A major concern was the shortage of available drinking water. The Mission to Seafarers says that this requires immediate attention, as it was a common problem from those responding to the survey, despite being explicitly covered by the Maritime Labor Convention (MLC).

Rising global food prices have also impacted seafarers, with low company meal budgets and expense cuts leading to insufficient food supplies, sometimes for periods of up to 2-3 weeks.

Seafarers face limited opportunities for shore leave due to ongoing restrictions and company policies, negatively affecting mental health, job satisfaction, and welfare, leading to boredom, frustration, and low morale. Shockingly, some respondents have never experienced shore leave in their careers. Calls for standardized protocols and more shore leave opportunities persist. This issue needs to be addressed to provide seafarers with opportunities for rejuvenation and recreational activities ashore.

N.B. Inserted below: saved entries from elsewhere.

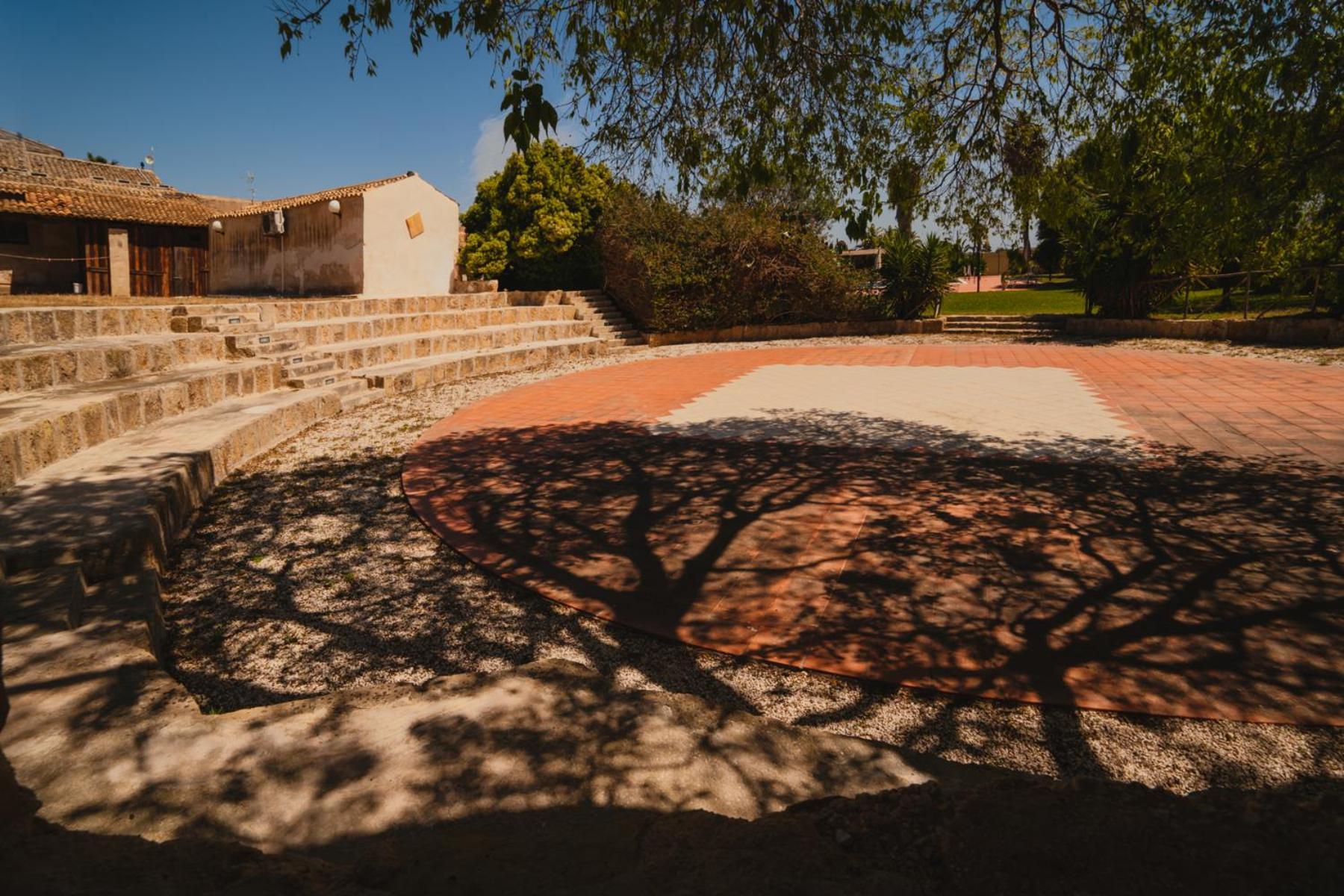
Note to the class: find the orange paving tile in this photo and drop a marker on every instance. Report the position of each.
(1204, 579)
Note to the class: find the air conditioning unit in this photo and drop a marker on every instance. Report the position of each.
(273, 222)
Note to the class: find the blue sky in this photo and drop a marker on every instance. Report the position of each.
(202, 82)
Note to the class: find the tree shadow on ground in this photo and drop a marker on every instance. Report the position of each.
(1043, 574)
(1012, 837)
(1166, 582)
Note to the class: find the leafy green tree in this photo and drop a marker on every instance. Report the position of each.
(1245, 96)
(1050, 253)
(1024, 153)
(850, 87)
(673, 267)
(915, 274)
(532, 223)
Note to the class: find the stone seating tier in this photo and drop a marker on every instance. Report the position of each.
(117, 422)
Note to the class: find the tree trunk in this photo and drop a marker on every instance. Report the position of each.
(905, 220)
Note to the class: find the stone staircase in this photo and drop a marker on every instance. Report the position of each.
(116, 423)
(1012, 326)
(609, 323)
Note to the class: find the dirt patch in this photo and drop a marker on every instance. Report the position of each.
(1011, 837)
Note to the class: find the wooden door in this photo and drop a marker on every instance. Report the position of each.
(190, 270)
(97, 262)
(151, 261)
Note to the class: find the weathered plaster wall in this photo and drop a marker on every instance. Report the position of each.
(396, 264)
(320, 253)
(47, 238)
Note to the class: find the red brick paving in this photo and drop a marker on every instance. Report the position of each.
(1202, 582)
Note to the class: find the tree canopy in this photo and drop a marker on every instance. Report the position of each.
(917, 104)
(531, 225)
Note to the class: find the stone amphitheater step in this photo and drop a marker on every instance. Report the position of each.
(346, 329)
(319, 309)
(119, 507)
(89, 361)
(433, 370)
(45, 426)
(609, 323)
(42, 601)
(362, 354)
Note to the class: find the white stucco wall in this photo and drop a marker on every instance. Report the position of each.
(394, 262)
(319, 254)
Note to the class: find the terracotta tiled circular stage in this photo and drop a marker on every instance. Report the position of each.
(1104, 528)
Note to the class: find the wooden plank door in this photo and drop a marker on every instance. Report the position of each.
(151, 261)
(97, 262)
(190, 270)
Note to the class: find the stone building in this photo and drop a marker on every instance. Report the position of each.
(390, 237)
(69, 225)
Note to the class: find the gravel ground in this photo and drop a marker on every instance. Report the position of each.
(308, 573)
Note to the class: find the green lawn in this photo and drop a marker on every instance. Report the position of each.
(1048, 299)
(1063, 297)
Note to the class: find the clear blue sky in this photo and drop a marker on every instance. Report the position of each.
(202, 82)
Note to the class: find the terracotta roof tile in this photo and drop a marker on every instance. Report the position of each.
(327, 195)
(161, 207)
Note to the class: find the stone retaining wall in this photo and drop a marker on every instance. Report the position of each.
(761, 332)
(1284, 331)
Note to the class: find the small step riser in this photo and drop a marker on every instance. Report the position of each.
(447, 344)
(319, 381)
(43, 601)
(308, 368)
(972, 328)
(457, 370)
(26, 450)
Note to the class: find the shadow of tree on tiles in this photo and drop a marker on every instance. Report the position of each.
(315, 576)
(1162, 582)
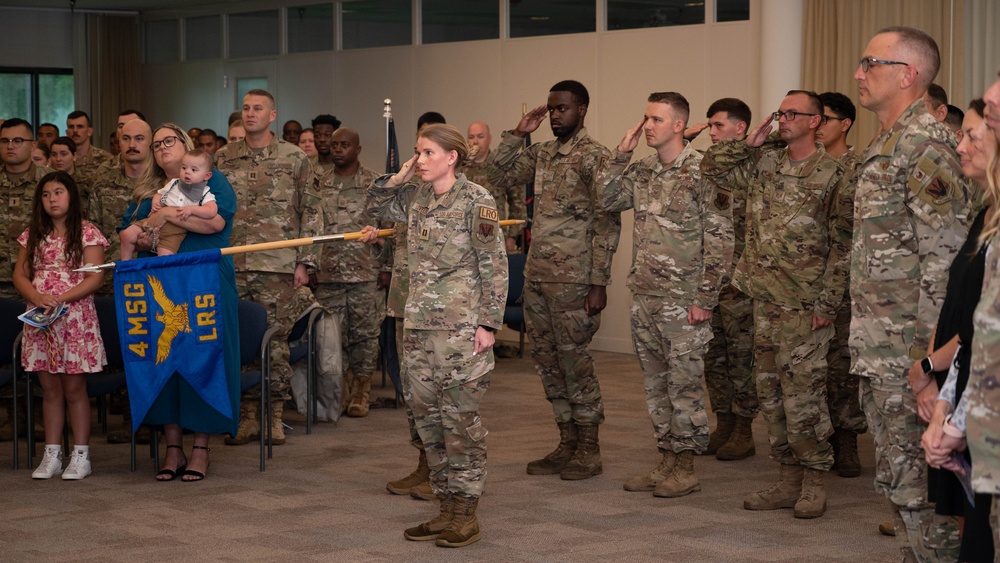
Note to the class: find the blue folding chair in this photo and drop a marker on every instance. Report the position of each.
(255, 346)
(513, 313)
(10, 358)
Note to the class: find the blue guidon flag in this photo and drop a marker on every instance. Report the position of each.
(170, 321)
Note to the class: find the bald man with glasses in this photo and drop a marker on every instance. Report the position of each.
(911, 218)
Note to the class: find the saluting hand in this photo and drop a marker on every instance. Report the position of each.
(631, 139)
(757, 137)
(531, 120)
(405, 172)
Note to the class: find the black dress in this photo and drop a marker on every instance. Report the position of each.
(965, 283)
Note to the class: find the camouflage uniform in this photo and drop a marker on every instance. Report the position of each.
(112, 192)
(348, 271)
(842, 397)
(983, 397)
(15, 214)
(510, 202)
(573, 243)
(729, 360)
(458, 282)
(682, 247)
(87, 172)
(275, 201)
(910, 221)
(795, 264)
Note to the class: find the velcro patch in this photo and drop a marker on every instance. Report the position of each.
(488, 213)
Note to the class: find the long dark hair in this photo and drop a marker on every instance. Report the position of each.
(41, 224)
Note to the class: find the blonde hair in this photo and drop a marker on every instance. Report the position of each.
(448, 138)
(153, 177)
(992, 195)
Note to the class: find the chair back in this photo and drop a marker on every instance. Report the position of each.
(253, 325)
(108, 321)
(10, 327)
(515, 277)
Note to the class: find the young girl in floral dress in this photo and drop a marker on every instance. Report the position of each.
(56, 242)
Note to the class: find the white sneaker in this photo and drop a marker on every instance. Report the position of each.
(79, 466)
(50, 465)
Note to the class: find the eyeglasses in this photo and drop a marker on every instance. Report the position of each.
(15, 142)
(866, 63)
(789, 115)
(165, 143)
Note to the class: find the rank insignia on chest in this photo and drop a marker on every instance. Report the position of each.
(722, 201)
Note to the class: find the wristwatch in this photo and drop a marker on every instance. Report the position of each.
(950, 429)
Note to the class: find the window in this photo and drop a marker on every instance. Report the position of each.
(376, 23)
(253, 34)
(203, 38)
(529, 18)
(460, 20)
(37, 95)
(732, 10)
(634, 14)
(163, 44)
(310, 28)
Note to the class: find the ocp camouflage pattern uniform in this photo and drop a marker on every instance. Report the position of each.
(682, 248)
(729, 359)
(17, 194)
(573, 242)
(275, 201)
(794, 265)
(842, 398)
(111, 194)
(458, 282)
(983, 391)
(86, 172)
(911, 219)
(510, 201)
(348, 271)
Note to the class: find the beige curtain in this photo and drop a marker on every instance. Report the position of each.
(113, 56)
(836, 33)
(982, 45)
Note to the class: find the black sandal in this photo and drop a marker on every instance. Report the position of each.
(171, 473)
(198, 474)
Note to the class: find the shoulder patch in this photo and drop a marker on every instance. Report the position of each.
(488, 213)
(485, 227)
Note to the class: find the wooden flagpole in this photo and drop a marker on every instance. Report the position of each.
(289, 244)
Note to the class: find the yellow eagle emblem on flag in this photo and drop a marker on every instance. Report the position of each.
(174, 319)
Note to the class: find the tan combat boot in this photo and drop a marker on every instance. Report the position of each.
(464, 526)
(277, 430)
(724, 423)
(740, 444)
(812, 501)
(249, 428)
(359, 399)
(431, 529)
(556, 461)
(783, 494)
(847, 462)
(406, 485)
(586, 462)
(682, 480)
(649, 481)
(423, 491)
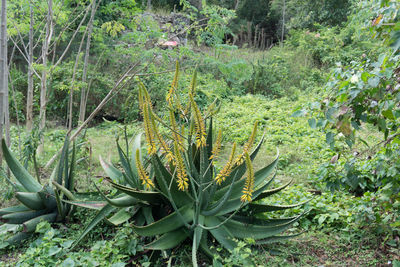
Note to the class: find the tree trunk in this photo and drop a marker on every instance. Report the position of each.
(29, 95)
(71, 92)
(3, 70)
(43, 88)
(82, 107)
(283, 21)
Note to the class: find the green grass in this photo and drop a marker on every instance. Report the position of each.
(332, 235)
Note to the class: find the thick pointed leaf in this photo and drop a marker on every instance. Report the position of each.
(120, 217)
(111, 171)
(17, 238)
(263, 222)
(168, 240)
(102, 214)
(48, 197)
(259, 208)
(152, 197)
(166, 224)
(93, 205)
(242, 230)
(123, 201)
(66, 192)
(20, 173)
(13, 209)
(274, 239)
(221, 234)
(30, 226)
(220, 203)
(235, 204)
(30, 200)
(21, 217)
(272, 191)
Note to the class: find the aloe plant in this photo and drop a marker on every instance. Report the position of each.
(37, 202)
(186, 196)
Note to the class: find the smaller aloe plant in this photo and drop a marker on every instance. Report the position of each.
(37, 202)
(185, 196)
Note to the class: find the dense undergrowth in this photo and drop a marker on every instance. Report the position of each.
(343, 225)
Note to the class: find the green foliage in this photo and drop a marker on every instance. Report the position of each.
(210, 24)
(202, 201)
(53, 248)
(37, 202)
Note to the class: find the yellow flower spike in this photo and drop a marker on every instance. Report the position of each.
(174, 83)
(217, 146)
(199, 123)
(181, 176)
(152, 149)
(248, 145)
(161, 141)
(192, 91)
(143, 176)
(249, 185)
(226, 170)
(175, 131)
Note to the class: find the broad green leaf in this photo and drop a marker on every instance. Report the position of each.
(120, 217)
(168, 241)
(20, 173)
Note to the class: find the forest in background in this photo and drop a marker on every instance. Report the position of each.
(320, 79)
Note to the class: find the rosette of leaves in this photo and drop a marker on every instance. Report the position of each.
(188, 197)
(37, 202)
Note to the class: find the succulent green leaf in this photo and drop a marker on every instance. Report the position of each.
(47, 195)
(123, 201)
(66, 192)
(21, 217)
(31, 200)
(94, 205)
(111, 171)
(274, 239)
(272, 191)
(153, 197)
(30, 226)
(259, 208)
(263, 222)
(20, 173)
(242, 230)
(120, 217)
(221, 234)
(18, 238)
(13, 209)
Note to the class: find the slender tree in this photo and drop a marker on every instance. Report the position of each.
(3, 70)
(29, 98)
(82, 107)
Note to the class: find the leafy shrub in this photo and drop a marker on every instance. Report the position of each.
(179, 194)
(38, 202)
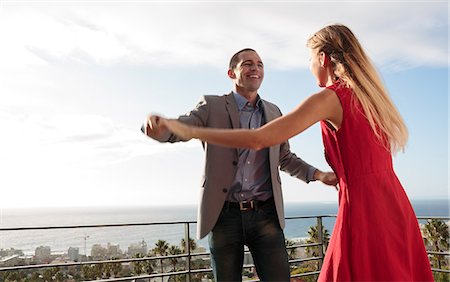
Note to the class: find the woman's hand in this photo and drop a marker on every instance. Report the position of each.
(181, 130)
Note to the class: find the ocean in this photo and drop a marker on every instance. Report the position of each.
(60, 240)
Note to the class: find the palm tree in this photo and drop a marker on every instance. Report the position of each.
(314, 238)
(137, 265)
(192, 245)
(437, 235)
(174, 250)
(161, 247)
(291, 251)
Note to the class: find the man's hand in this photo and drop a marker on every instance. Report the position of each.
(327, 178)
(152, 126)
(183, 131)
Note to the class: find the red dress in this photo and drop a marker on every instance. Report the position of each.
(376, 235)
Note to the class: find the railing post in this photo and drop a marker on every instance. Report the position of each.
(321, 240)
(188, 249)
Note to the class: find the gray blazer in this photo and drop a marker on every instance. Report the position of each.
(221, 162)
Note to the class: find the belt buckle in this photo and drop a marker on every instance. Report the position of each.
(246, 205)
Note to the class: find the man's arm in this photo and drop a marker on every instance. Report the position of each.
(197, 117)
(295, 166)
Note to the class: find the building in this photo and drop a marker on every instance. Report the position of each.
(74, 254)
(42, 254)
(11, 260)
(98, 252)
(113, 251)
(140, 248)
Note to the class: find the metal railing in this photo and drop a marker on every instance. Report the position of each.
(188, 255)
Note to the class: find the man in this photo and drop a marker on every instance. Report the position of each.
(241, 198)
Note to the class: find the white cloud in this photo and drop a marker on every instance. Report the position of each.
(198, 33)
(72, 140)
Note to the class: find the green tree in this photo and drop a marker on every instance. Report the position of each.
(174, 250)
(116, 268)
(314, 238)
(192, 245)
(291, 251)
(138, 265)
(160, 249)
(437, 236)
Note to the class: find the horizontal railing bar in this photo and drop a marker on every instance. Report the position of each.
(184, 272)
(304, 245)
(156, 223)
(440, 270)
(305, 259)
(66, 264)
(310, 216)
(438, 253)
(93, 225)
(433, 217)
(305, 274)
(202, 270)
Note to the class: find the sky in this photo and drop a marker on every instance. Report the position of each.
(78, 78)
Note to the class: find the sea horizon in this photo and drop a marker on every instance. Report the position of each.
(61, 239)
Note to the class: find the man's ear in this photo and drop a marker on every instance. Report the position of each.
(324, 59)
(231, 74)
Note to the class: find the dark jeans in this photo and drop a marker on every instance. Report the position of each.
(260, 231)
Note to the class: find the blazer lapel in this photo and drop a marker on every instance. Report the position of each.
(233, 111)
(269, 113)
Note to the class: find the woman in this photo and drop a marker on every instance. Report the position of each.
(376, 236)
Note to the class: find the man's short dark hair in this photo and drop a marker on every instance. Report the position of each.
(235, 59)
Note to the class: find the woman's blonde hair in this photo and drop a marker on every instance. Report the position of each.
(354, 68)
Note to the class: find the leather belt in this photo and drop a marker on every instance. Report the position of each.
(247, 205)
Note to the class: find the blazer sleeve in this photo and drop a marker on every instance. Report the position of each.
(197, 117)
(295, 166)
(292, 164)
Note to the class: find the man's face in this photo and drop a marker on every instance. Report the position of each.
(248, 73)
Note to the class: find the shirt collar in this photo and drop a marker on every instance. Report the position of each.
(241, 101)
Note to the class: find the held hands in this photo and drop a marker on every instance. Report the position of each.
(152, 126)
(327, 178)
(181, 130)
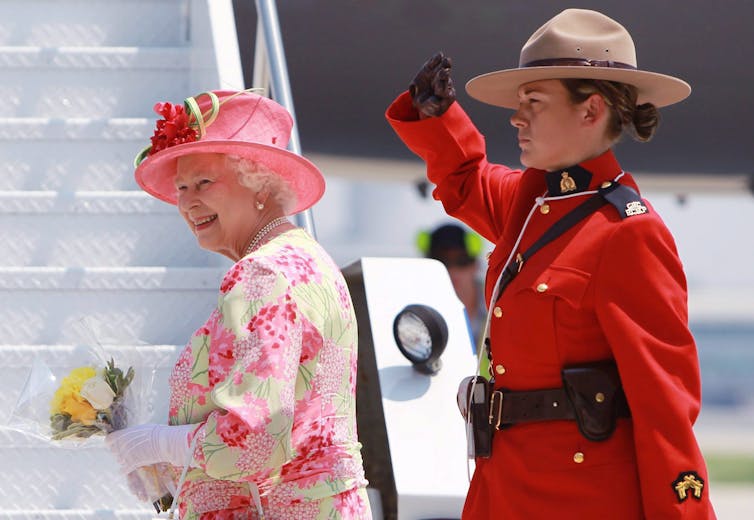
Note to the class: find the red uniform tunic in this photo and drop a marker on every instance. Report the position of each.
(608, 288)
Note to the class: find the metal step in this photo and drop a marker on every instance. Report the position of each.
(84, 22)
(41, 305)
(71, 154)
(96, 229)
(90, 82)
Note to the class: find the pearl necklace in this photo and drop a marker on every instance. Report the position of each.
(262, 232)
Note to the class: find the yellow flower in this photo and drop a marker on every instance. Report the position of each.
(70, 389)
(79, 410)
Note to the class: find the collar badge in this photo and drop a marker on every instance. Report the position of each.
(688, 484)
(635, 207)
(566, 183)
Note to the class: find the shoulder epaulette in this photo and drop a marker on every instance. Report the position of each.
(626, 201)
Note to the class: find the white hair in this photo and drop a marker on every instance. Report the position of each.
(257, 176)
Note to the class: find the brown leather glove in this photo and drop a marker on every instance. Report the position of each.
(432, 89)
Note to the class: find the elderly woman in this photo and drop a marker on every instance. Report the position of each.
(262, 403)
(596, 376)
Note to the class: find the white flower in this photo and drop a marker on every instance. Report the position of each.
(98, 393)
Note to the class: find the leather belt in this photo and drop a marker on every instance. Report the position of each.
(508, 408)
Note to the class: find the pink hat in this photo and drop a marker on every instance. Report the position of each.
(235, 123)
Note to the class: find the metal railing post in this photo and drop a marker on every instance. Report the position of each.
(269, 25)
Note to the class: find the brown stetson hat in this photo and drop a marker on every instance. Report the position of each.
(583, 44)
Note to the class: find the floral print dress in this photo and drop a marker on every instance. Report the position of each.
(271, 379)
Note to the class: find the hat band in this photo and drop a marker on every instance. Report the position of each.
(579, 62)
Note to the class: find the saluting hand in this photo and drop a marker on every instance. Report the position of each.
(432, 89)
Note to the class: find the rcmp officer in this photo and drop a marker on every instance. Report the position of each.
(595, 372)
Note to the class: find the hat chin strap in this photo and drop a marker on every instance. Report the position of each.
(578, 62)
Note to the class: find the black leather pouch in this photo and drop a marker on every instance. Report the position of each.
(597, 397)
(474, 403)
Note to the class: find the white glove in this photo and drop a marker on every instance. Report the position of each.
(149, 444)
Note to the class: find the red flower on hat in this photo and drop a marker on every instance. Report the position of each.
(173, 129)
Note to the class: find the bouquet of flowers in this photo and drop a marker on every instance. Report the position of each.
(73, 396)
(90, 401)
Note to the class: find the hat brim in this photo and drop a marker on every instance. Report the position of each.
(500, 88)
(156, 174)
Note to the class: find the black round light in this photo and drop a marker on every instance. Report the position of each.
(421, 334)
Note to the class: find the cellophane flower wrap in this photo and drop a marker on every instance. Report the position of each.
(75, 395)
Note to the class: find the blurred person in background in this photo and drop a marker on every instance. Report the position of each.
(262, 398)
(596, 375)
(459, 251)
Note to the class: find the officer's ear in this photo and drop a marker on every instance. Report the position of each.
(595, 109)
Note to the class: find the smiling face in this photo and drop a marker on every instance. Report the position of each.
(554, 132)
(217, 209)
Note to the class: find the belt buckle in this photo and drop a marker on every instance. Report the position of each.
(497, 397)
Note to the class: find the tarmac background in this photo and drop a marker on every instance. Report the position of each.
(728, 431)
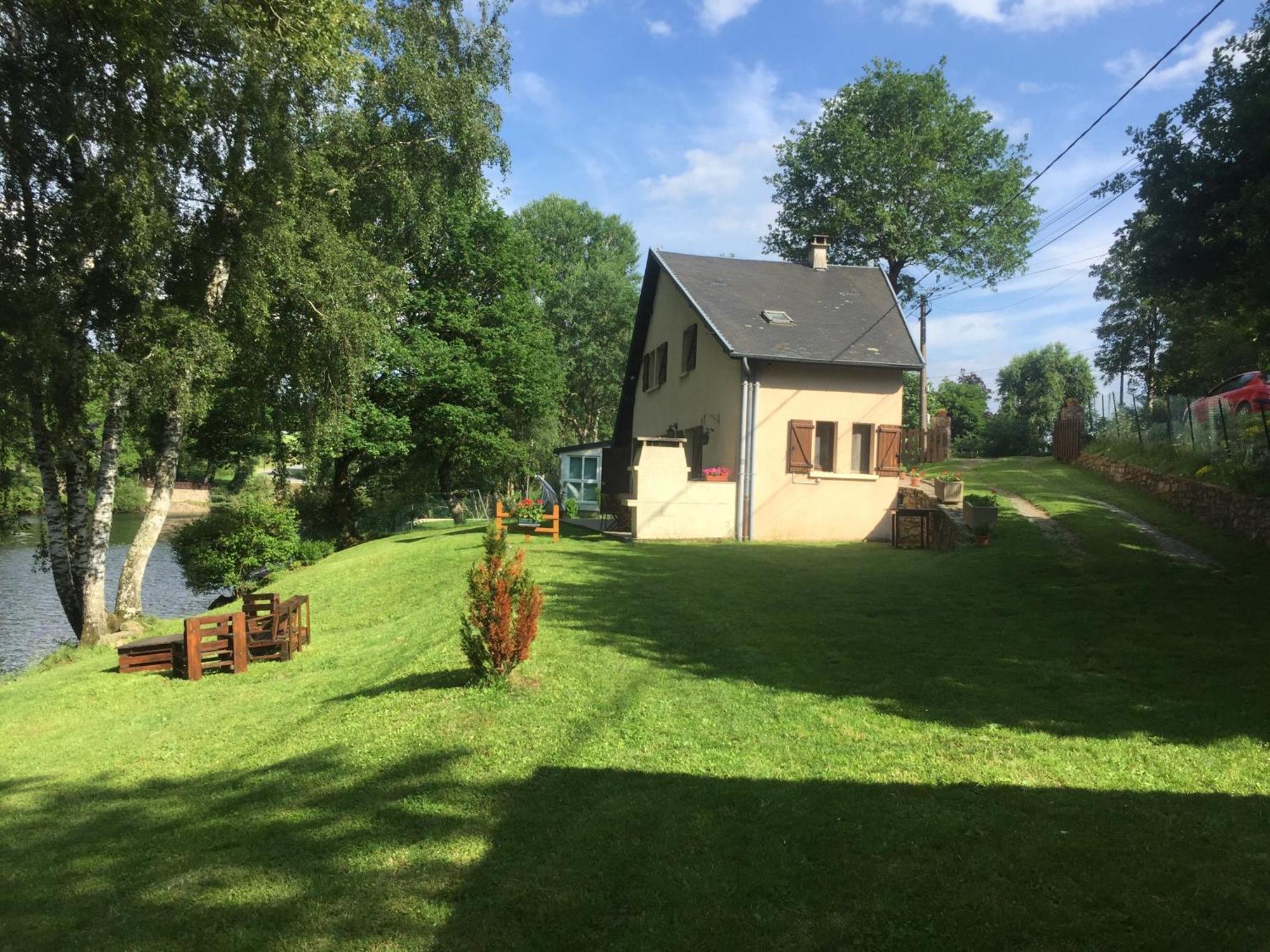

The lack of work-life balance and violations of work and rest hours are also common concerns, violating the MLC’s provisions. In addition, seafarers are concerned about their wages, with some reportedly being paid only once during their time on board, with subsequent periods considered “gaining experience” without payment, akin to modern slavery. Stagnation of wages in some companies over 15 years led to a significant discrepancy between compensation and workload. This underscores the need for fair and timely adjustments to wages, reflecting the true value of seafarers’ contributions to the industry.

In conclusion, says the Mission to Seafarers, the second quarter 2023 Seafarers Happiness Index report shows that seafarers are facing significant challenges, leading to further decline in their satisfaction with work and life at sea. Improving their wellbeing requires addressing these issues.

“It is extremely disappointing to read of contracts being altered or disregarded, leading to payment issues, salary cuts, rising taxes, and increased living costs, as well as such fundamental requirements such as good quality meals, access to shore leave and manageable workloads,” said the Rev. Canon Andrew Wright, secretary general of the Mission to Seafarers. “All seafarers are fully entitled to expect fair compensation for their hard work, dedication and commitment to keeping international shipping moving. It is incumbent upon all of us to address these issues and make the improvements required to enhance seafarers’ working conditions, wellbeing and job satisfaction.”